Opponents of the bill, including Commissioner Danielle Cohen Higgins, decried the standard. She called it “an overreaching and egregious heat sanction on two industries,” CBS News reported.
Nelson Stabile, president of the Builders Association of South Florida, told CBS News he opposed the bill because he found the enforcement and fines too egregious but supported “awareness, education, rest, water, shade” for outdoor workers. Stabile reportedly said a heat standard should come from the state or federal level.
Heat safety is of great importance in a city like Miami, which saw its hottest year on record this year, and logged the hottest day on Earth since at least 1979, according to research cited by the bill.
Existing standards
Currently, the U.S. has no official federal heat standard — though OSHA has announced the intent to develop one. An initial comment period for the standard closed in January 2022. The timeline for developing a standard is long, however, and for now, the agency merely recommends guidelines for protecting workers.
The agency issued a national emphasis program in 2022, which stands for three years. The NEP reinforces the “Water. Rest. Shade.” credo, while focusing on vulnerable workers through coordination with the Department of Labor’s Wage and Hour Division, which sends inspectors to aid with OSHA’s efforts on jobsites.
Nonetheless, a NEP is not a standard, which would have specific, enforceable guidelines that could result in penalties for employers who fail to comply.
Some states have their own rules, however. Both California and Washington have an outdoor exposure rule for protecting workers from heat, while Minnesota has a standard applying to indoor workplaces.

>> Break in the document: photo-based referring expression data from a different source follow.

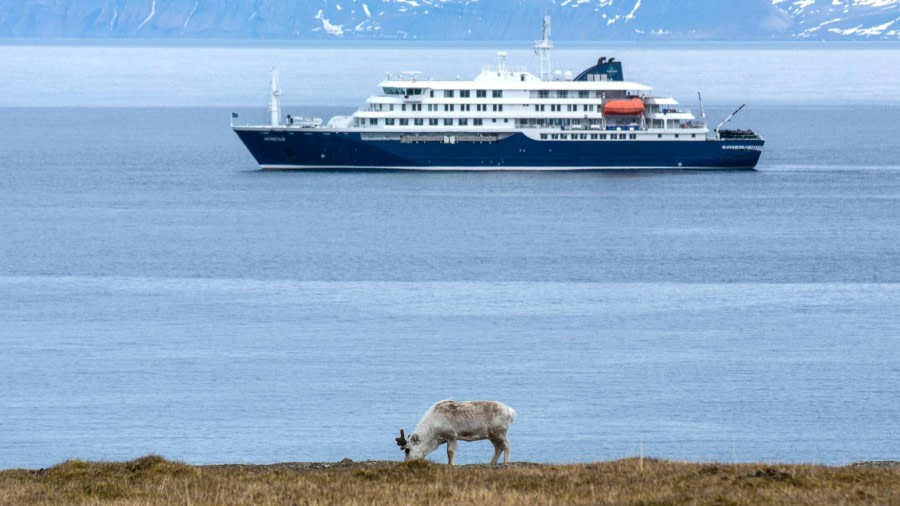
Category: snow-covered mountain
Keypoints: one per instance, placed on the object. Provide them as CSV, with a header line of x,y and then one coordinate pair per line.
x,y
453,19
848,19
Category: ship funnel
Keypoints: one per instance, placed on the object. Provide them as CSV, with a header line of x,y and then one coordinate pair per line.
x,y
275,100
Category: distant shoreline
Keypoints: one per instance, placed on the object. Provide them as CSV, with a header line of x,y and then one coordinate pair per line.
x,y
154,480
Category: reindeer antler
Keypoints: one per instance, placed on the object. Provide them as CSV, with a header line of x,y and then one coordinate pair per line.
x,y
401,441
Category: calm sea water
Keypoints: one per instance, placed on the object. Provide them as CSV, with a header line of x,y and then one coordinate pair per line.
x,y
159,294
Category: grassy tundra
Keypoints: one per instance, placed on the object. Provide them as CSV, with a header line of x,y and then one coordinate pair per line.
x,y
154,480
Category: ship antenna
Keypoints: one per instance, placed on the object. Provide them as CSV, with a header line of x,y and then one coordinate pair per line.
x,y
728,119
542,49
275,101
702,112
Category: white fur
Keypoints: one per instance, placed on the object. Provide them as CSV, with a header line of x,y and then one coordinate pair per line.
x,y
448,421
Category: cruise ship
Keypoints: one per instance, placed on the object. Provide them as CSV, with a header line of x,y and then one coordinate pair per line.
x,y
505,119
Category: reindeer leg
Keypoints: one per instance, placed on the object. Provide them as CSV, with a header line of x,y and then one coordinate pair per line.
x,y
451,450
498,447
501,445
505,450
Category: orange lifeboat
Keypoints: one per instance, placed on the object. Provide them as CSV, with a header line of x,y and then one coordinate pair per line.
x,y
630,107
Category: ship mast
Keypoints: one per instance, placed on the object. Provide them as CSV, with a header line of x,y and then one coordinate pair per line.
x,y
542,49
275,102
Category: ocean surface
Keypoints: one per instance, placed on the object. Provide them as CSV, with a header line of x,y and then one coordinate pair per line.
x,y
158,294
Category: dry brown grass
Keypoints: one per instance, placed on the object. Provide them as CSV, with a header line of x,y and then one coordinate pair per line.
x,y
154,480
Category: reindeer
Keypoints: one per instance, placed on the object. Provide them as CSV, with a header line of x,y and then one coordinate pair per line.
x,y
449,421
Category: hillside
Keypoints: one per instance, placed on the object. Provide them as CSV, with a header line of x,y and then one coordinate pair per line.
x,y
453,19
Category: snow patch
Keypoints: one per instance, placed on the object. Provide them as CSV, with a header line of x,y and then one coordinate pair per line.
x,y
152,13
336,30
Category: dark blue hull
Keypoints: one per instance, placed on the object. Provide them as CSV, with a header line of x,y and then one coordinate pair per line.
x,y
328,149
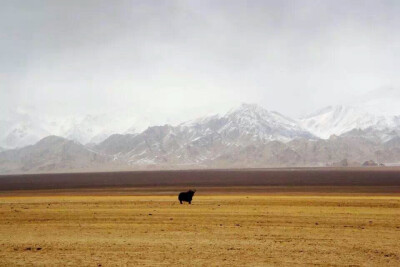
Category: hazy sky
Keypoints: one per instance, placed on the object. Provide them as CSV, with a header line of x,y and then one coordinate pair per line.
x,y
185,58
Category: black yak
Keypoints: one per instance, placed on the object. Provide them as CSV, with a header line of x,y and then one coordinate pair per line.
x,y
186,196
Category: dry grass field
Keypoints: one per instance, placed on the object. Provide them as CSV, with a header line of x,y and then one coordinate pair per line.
x,y
221,228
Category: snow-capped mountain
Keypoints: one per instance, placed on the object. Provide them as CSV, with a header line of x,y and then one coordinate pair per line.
x,y
247,136
19,130
248,122
205,138
337,120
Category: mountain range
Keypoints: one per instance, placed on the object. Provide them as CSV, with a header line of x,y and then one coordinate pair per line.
x,y
246,136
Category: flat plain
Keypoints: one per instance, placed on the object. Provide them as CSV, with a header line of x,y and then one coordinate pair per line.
x,y
236,226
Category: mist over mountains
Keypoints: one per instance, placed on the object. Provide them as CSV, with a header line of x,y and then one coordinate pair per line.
x,y
246,136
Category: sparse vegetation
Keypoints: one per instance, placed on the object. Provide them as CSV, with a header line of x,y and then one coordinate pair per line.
x,y
222,227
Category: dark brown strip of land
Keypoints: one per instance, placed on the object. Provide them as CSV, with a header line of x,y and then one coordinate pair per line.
x,y
388,177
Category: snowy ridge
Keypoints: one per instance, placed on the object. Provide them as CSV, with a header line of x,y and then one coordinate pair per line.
x,y
337,120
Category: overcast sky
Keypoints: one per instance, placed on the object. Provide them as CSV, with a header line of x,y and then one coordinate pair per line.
x,y
179,59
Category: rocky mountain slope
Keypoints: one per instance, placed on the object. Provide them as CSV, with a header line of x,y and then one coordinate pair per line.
x,y
52,153
248,136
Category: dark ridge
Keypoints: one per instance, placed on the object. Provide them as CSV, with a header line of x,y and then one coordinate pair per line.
x,y
233,177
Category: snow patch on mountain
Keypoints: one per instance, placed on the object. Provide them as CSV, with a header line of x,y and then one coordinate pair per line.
x,y
337,120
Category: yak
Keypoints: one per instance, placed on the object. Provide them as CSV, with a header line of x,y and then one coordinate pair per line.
x,y
186,196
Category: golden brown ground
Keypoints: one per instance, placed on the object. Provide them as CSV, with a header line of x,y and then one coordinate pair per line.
x,y
219,228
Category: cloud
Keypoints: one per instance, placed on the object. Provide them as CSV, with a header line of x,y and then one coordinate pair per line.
x,y
178,59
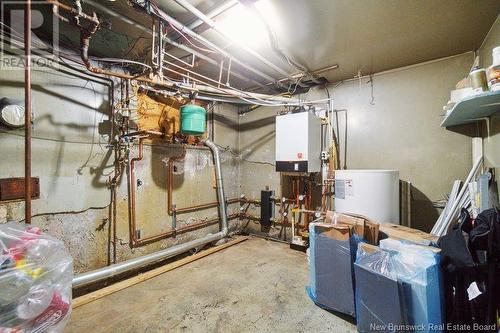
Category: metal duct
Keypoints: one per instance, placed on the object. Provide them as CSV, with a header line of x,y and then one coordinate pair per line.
x,y
116,269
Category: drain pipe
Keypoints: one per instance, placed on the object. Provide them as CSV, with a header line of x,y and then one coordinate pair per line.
x,y
122,267
221,198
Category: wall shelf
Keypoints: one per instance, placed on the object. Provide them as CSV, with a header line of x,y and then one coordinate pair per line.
x,y
472,109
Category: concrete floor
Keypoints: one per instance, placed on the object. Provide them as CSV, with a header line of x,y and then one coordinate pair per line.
x,y
254,286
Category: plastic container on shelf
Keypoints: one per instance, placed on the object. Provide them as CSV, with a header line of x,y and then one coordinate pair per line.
x,y
35,280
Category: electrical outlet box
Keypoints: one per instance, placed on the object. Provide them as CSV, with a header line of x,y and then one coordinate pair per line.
x,y
298,142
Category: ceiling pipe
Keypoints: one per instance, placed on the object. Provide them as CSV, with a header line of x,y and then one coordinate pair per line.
x,y
136,263
171,41
161,14
212,25
213,13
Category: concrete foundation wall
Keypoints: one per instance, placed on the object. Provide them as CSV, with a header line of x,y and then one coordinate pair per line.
x,y
73,162
394,124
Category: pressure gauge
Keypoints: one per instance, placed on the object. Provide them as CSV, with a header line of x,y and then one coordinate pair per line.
x,y
11,113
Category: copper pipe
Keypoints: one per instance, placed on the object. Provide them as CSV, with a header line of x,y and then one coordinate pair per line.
x,y
74,11
27,112
184,229
85,35
134,241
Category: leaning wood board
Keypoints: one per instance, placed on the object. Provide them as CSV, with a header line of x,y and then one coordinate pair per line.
x,y
85,299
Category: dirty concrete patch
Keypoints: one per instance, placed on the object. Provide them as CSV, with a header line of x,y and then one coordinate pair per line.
x,y
255,286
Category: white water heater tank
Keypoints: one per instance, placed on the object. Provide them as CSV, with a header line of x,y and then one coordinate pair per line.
x,y
372,193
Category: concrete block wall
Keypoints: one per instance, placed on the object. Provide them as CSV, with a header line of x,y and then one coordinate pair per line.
x,y
73,163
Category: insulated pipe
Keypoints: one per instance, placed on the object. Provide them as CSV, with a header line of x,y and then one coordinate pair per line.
x,y
125,266
221,197
27,112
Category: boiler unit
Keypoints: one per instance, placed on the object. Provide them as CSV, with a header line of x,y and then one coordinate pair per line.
x,y
298,141
372,193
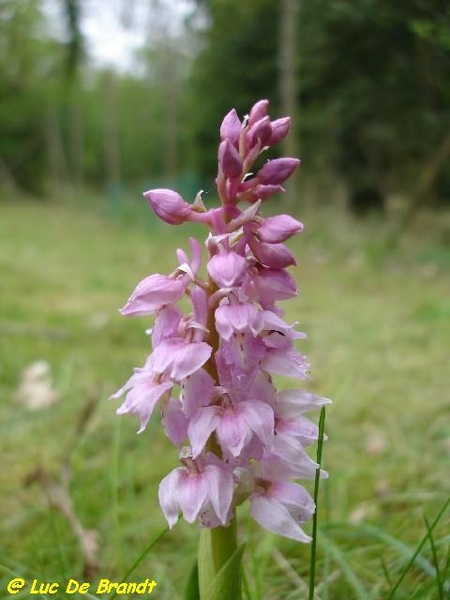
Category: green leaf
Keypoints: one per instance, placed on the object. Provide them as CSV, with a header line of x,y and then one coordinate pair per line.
x,y
227,583
192,589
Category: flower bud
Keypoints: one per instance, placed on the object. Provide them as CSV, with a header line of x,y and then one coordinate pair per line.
x,y
276,171
169,206
227,269
278,229
280,129
261,131
230,128
277,256
229,160
258,111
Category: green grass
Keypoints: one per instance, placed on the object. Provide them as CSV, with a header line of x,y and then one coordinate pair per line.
x,y
378,327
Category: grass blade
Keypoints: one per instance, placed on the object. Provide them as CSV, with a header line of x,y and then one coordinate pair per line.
x,y
312,566
352,579
140,558
435,560
418,550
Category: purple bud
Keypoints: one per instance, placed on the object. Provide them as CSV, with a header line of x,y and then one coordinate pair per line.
x,y
261,131
279,229
280,129
258,111
168,206
231,128
229,160
227,269
276,171
258,192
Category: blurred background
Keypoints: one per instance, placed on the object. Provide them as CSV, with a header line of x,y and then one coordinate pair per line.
x,y
109,96
102,100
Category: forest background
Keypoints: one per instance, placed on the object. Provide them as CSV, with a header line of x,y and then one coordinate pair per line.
x,y
367,84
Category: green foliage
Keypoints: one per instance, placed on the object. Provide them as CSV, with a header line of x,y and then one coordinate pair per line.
x,y
377,330
236,65
377,91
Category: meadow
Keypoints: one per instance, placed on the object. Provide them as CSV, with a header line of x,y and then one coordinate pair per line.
x,y
79,487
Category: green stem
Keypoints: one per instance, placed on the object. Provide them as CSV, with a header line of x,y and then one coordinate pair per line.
x,y
216,546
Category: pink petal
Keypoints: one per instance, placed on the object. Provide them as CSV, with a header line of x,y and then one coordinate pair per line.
x,y
153,292
174,421
292,403
220,491
230,128
168,206
229,160
193,494
286,362
233,431
259,418
276,171
196,391
238,317
258,111
272,515
168,495
201,426
278,229
277,256
227,269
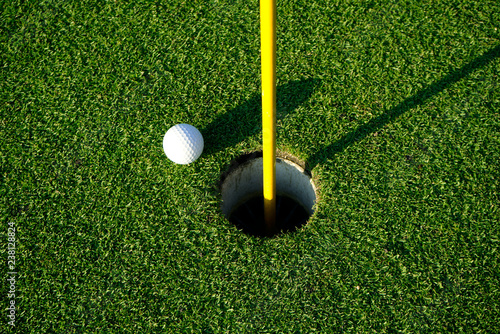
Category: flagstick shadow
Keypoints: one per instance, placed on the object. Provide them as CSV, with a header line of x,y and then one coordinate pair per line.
x,y
246,119
419,98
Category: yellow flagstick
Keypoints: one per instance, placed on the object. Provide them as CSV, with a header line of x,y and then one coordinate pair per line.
x,y
268,64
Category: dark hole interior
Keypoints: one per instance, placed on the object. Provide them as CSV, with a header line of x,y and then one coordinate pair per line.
x,y
249,216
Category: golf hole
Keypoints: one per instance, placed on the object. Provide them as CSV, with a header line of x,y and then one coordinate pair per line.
x,y
242,201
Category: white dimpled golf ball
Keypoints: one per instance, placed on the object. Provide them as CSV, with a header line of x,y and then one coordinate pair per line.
x,y
183,144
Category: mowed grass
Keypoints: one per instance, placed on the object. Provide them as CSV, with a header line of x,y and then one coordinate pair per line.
x,y
393,105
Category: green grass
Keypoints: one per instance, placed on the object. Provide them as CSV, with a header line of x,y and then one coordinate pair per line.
x,y
394,106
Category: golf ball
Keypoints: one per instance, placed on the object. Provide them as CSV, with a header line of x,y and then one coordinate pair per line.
x,y
183,144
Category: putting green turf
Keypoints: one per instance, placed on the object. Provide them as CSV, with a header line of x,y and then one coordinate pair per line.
x,y
394,106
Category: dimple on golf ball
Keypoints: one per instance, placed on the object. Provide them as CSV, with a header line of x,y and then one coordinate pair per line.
x,y
183,144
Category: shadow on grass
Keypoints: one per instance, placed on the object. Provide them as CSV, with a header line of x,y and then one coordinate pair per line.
x,y
246,119
419,98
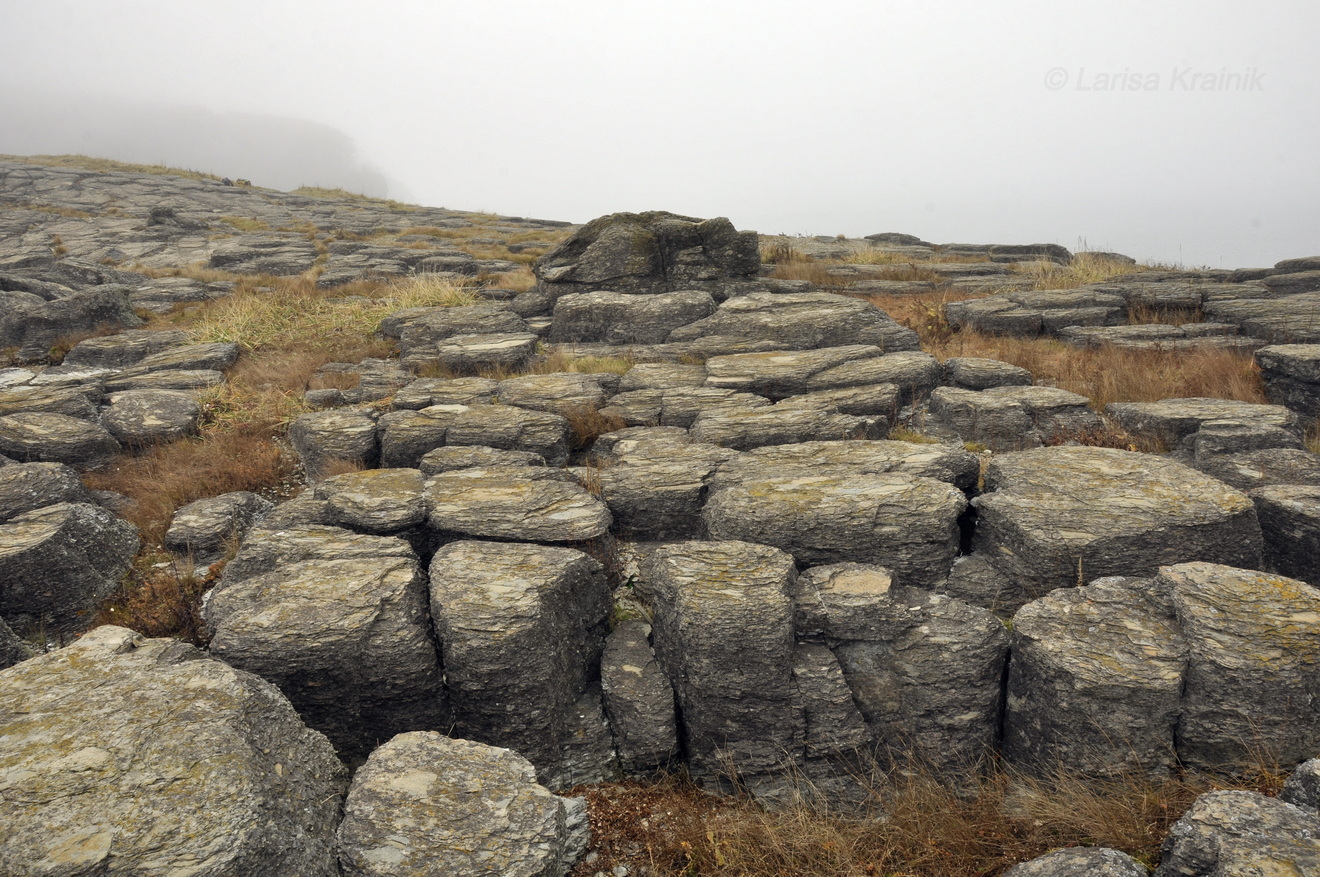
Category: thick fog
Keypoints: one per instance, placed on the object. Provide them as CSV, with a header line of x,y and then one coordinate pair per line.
x,y
1180,132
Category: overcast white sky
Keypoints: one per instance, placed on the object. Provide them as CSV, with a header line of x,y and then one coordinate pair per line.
x,y
1174,131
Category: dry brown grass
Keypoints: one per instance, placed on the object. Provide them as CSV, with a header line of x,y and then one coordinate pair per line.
x,y
914,826
1102,374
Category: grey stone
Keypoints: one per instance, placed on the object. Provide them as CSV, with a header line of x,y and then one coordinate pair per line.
x,y
326,439
724,635
1080,861
474,456
514,502
1302,787
1172,420
209,528
239,785
1253,678
904,522
638,699
1014,418
428,805
801,321
974,373
925,670
522,629
34,485
45,437
1290,521
375,501
1241,834
1094,684
613,317
140,418
58,563
347,641
1059,517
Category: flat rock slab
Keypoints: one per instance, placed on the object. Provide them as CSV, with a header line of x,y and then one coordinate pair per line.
x,y
46,437
907,523
1014,418
1253,678
1060,517
801,321
347,641
428,805
514,502
724,634
239,785
1171,420
780,374
58,563
1096,683
522,629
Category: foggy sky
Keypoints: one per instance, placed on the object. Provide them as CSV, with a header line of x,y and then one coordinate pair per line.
x,y
1178,132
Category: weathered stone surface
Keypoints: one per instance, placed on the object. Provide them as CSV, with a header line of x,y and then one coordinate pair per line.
x,y
347,641
976,373
557,394
782,425
779,374
652,251
1059,517
801,321
638,699
57,563
724,634
1241,834
467,457
522,629
677,406
239,786
925,670
1290,521
122,350
943,462
1013,418
376,501
1094,684
429,805
614,317
1080,861
1302,787
210,527
907,523
1291,375
140,418
1253,678
1172,420
444,391
407,436
325,439
34,485
46,437
514,502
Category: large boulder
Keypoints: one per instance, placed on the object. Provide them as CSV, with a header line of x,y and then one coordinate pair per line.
x,y
1253,675
1096,683
522,629
170,764
349,641
428,805
58,563
654,251
1059,517
1241,834
724,635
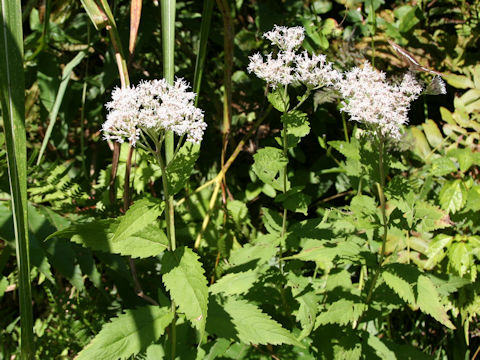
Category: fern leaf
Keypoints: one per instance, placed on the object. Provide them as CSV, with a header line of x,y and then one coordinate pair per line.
x,y
128,334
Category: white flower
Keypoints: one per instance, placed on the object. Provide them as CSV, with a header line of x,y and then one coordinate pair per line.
x,y
154,105
315,71
286,38
371,99
289,67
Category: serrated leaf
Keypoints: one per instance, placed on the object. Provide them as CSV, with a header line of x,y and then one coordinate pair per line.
x,y
452,196
433,133
435,251
238,210
272,221
460,258
401,287
276,99
141,214
295,200
235,283
429,302
255,255
420,143
341,312
431,217
348,149
128,334
465,158
269,165
184,278
179,169
97,235
442,166
252,326
297,126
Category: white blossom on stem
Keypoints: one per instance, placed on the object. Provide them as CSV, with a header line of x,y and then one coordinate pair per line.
x,y
288,67
286,38
369,98
154,105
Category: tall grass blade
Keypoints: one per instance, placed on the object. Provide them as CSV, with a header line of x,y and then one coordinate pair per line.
x,y
202,49
12,99
67,72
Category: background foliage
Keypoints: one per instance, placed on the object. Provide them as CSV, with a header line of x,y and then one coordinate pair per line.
x,y
306,294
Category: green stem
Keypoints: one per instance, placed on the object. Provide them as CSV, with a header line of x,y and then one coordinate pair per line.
x,y
380,187
12,100
373,30
168,40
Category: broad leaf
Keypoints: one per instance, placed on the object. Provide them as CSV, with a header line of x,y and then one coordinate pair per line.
x,y
184,278
341,312
453,196
235,283
269,165
401,287
128,334
429,302
97,235
297,126
251,325
141,214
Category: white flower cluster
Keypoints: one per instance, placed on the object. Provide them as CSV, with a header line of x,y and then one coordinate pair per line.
x,y
154,105
289,67
371,99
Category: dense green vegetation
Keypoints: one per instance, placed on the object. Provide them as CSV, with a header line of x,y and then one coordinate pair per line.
x,y
289,232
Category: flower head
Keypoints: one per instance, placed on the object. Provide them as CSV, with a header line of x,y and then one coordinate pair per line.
x,y
153,105
371,99
289,67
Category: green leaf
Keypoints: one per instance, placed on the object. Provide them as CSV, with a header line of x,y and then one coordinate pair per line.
x,y
433,133
184,278
341,312
295,200
141,214
12,100
252,326
238,210
97,235
453,196
276,99
465,158
460,258
435,251
429,302
297,126
348,149
272,221
442,166
179,169
235,283
431,217
255,254
401,287
269,164
128,334
420,143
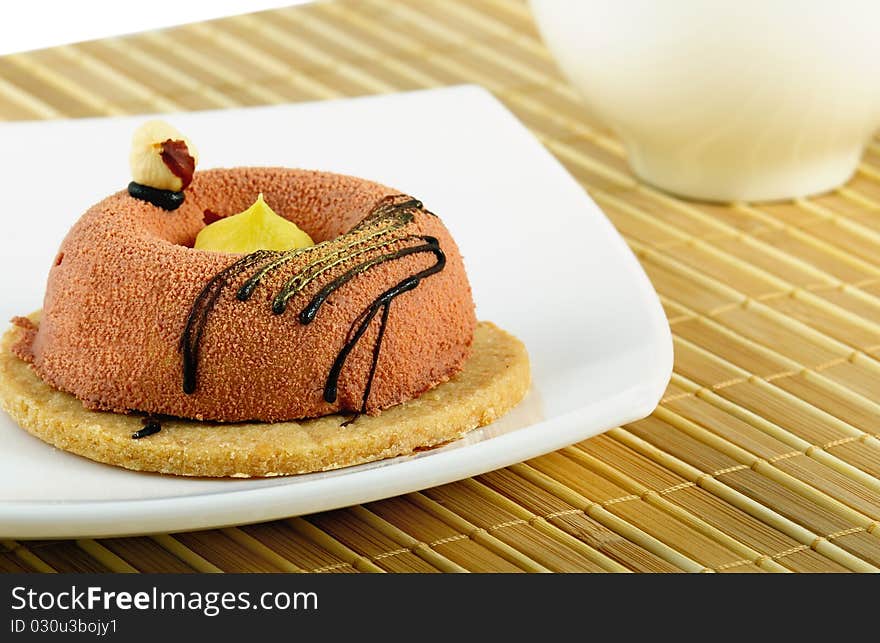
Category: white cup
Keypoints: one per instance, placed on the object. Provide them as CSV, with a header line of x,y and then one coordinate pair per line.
x,y
727,100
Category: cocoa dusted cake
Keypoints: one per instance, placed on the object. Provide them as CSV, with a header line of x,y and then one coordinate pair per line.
x,y
254,321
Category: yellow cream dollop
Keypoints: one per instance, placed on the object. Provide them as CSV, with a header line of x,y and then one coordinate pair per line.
x,y
257,228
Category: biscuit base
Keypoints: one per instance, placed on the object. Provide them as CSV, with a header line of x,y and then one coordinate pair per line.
x,y
494,379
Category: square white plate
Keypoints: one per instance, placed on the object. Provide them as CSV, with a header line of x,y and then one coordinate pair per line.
x,y
544,262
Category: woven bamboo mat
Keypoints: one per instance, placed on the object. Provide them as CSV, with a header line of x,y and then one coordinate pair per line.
x,y
764,455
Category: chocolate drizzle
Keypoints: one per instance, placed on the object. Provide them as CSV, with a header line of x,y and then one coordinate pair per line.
x,y
151,426
165,199
176,156
382,231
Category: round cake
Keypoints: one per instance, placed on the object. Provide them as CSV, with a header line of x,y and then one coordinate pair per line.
x,y
136,319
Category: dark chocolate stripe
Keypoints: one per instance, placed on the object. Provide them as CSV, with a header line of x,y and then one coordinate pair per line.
x,y
378,230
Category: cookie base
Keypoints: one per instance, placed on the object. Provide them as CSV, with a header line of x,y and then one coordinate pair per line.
x,y
494,379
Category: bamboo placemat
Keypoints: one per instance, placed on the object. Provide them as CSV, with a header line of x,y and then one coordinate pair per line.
x,y
764,454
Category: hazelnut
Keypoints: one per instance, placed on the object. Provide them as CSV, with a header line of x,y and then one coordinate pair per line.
x,y
161,157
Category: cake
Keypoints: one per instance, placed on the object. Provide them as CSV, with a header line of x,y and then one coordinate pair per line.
x,y
138,323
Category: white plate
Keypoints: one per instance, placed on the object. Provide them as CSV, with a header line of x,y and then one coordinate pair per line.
x,y
544,262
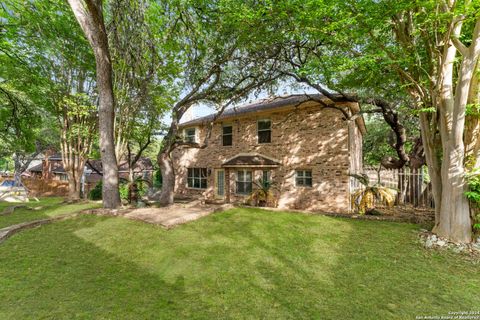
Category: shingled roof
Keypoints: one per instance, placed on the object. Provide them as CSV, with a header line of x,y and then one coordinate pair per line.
x,y
262,105
251,160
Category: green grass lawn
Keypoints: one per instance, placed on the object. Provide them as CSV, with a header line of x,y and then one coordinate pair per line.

A battle over similar laws was fought this summer in the Lone Star state, where a bill signed by Texas Gov. Gregg Abbott nullified several city ordinances, including some mandating water breaks for construction workers. Abbott and supporters claimed the bill removed varied and cumbersome regulations, but opponents said the law puts workers in danger.
In September, a state district judge ruled Abbott’s law unconstitutional, but the state attorney general appealed the ruling, meaning the law went into effect.